We have a lot of Enterprise customers deploying our Alliance LogAgent solution for the IBM i server to send security events to Splunk. On occasion a customer will deploy Alliance LogAgent and send data in the Log Event Extended Format (LEEF) to Splunk. The LEEF format is the preferred log data format for the IBM Security QRadar SIEM, so I’ve always found this a bit puzzling.
Security event information in syslog format (see RFC 3164) is largely unstructured data. And unstructured data is hard for SIEM solutions to understand. Here is an example from an Apache web server log:
[Wed Oct 11 14:32:52 2000] [error] [client 127.0.0.1] client denied by server configuration: /export/home/live/ap/htdocs/test
An SIEM administrator would have to do a fair amount of work configuring the SIEM to properly understand the importance of this message and take the proper action. If only the data was in some type of normalized format!
It turns out that the IBM Security QRadar LEEF format normalizes the system log information. A message like the above might look something like this in LEEF format:
date=20001011 time=143252 ipAddress=127.0.0.1 violation=client denied severity=5 path=/export/home/live/ap/htdocs/test
With field definitions like “date” and “time” the Splunk SIEM can easily digest the message and the Splunk query tools work great. It is easy to create reports and dashboards with this type of normalized data. The LEEF format is really good about this and Alliance LogAgent supports the LEEF definition.

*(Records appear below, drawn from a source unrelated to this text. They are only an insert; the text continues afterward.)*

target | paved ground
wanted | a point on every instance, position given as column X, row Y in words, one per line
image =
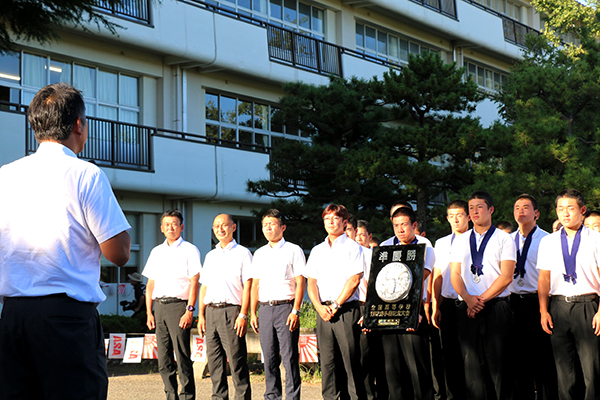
column 148, row 386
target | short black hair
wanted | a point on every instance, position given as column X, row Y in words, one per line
column 481, row 195
column 405, row 212
column 172, row 213
column 530, row 198
column 361, row 223
column 572, row 194
column 54, row 111
column 274, row 213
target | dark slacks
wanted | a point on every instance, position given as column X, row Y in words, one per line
column 373, row 364
column 407, row 363
column 171, row 338
column 275, row 338
column 453, row 362
column 574, row 338
column 223, row 343
column 533, row 362
column 484, row 342
column 341, row 336
column 51, row 348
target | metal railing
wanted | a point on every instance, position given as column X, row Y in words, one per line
column 138, row 10
column 445, row 7
column 304, row 51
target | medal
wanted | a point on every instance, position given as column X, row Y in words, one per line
column 521, row 282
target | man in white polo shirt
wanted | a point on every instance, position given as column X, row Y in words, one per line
column 278, row 285
column 568, row 289
column 445, row 300
column 172, row 269
column 482, row 265
column 334, row 270
column 223, row 313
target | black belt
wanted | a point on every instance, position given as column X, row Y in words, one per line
column 275, row 302
column 585, row 298
column 169, row 300
column 221, row 305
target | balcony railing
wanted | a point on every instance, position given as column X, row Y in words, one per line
column 445, row 7
column 137, row 10
column 304, row 51
column 114, row 144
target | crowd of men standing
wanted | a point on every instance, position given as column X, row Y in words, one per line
column 503, row 316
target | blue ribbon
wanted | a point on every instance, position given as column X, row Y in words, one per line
column 477, row 255
column 570, row 259
column 522, row 256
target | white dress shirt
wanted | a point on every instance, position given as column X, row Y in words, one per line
column 550, row 258
column 225, row 272
column 277, row 268
column 499, row 248
column 332, row 266
column 55, row 210
column 172, row 267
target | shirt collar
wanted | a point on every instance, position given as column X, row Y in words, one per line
column 54, row 147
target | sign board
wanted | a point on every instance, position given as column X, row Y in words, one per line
column 395, row 287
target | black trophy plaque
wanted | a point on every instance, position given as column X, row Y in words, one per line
column 395, row 287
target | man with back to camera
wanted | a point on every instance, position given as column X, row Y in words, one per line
column 278, row 284
column 173, row 269
column 406, row 353
column 568, row 288
column 58, row 214
column 224, row 303
column 445, row 300
column 482, row 265
column 334, row 270
column 533, row 362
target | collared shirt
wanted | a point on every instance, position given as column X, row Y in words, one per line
column 499, row 248
column 332, row 266
column 531, row 272
column 429, row 256
column 277, row 268
column 550, row 258
column 55, row 209
column 225, row 272
column 172, row 267
column 364, row 281
column 443, row 249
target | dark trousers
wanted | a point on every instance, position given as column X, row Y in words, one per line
column 373, row 364
column 341, row 336
column 223, row 343
column 453, row 362
column 484, row 342
column 532, row 359
column 171, row 338
column 574, row 338
column 51, row 348
column 407, row 363
column 276, row 338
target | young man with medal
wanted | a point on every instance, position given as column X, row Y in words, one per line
column 445, row 300
column 533, row 362
column 406, row 353
column 568, row 288
column 482, row 265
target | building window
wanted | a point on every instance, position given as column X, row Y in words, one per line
column 386, row 46
column 488, row 79
column 245, row 121
column 291, row 14
column 107, row 94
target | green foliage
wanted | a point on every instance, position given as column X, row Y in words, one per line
column 38, row 19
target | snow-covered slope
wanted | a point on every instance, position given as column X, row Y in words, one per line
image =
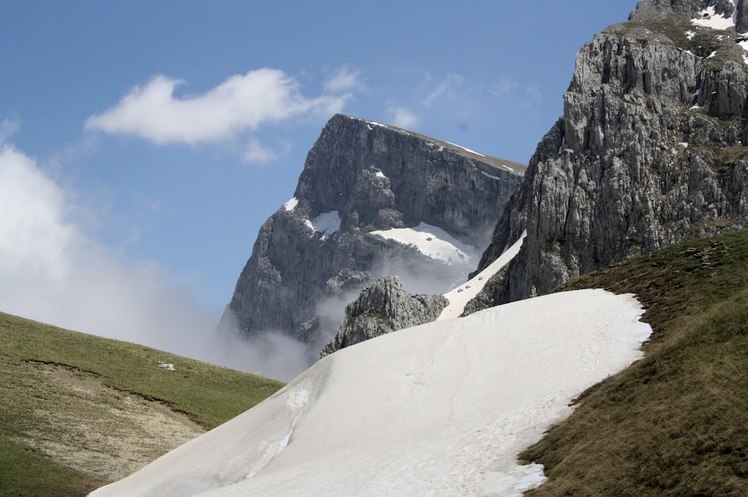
column 432, row 242
column 441, row 409
column 459, row 297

What most Splunk administrators do not realize is that our Alliance LogAgent solution normalizes all IBM i security events in this type of normalized fashion. That is, this format is the default data format for security events. This is already what Alliance LogAgent does for IBM i security events!
When we started the development of Alliance LogAgent more than 10 years ago we understood at the outset that system log data would be hard for a SIEM to parse. So from the first release of our solution we provided data in this normalized format. Whether you are using Splunk, LogRhythm, Alert Logic, or any other SIEM we make it really easy for the SIEM to digest and act on the information. And forensic, query, and dashboards are easy to create.
So, Splunk users - listen up! The default system log format in Alliance LogAgent is exactly what you need to make Splunk work really well. You can use the LEEF format if you really want to, but you have all of the benefits of normalized data with the default format.
Here at Townsend Security we are vendor neutral when it comes to SIEM solutions. Our customers deploy a wide range of solutions including Splunk, IBM QRadar, LogRhythm, Alert Logic, SolarWinds, McAfee, and lots more. And they can move from one SIEM to another without changing their Alliance LogAgent configurations. We believe that actively monitoring system logs in real time is one of the most important security steps you can take. Early detection of a problem is so much better than trying to remediate a breach after the fact.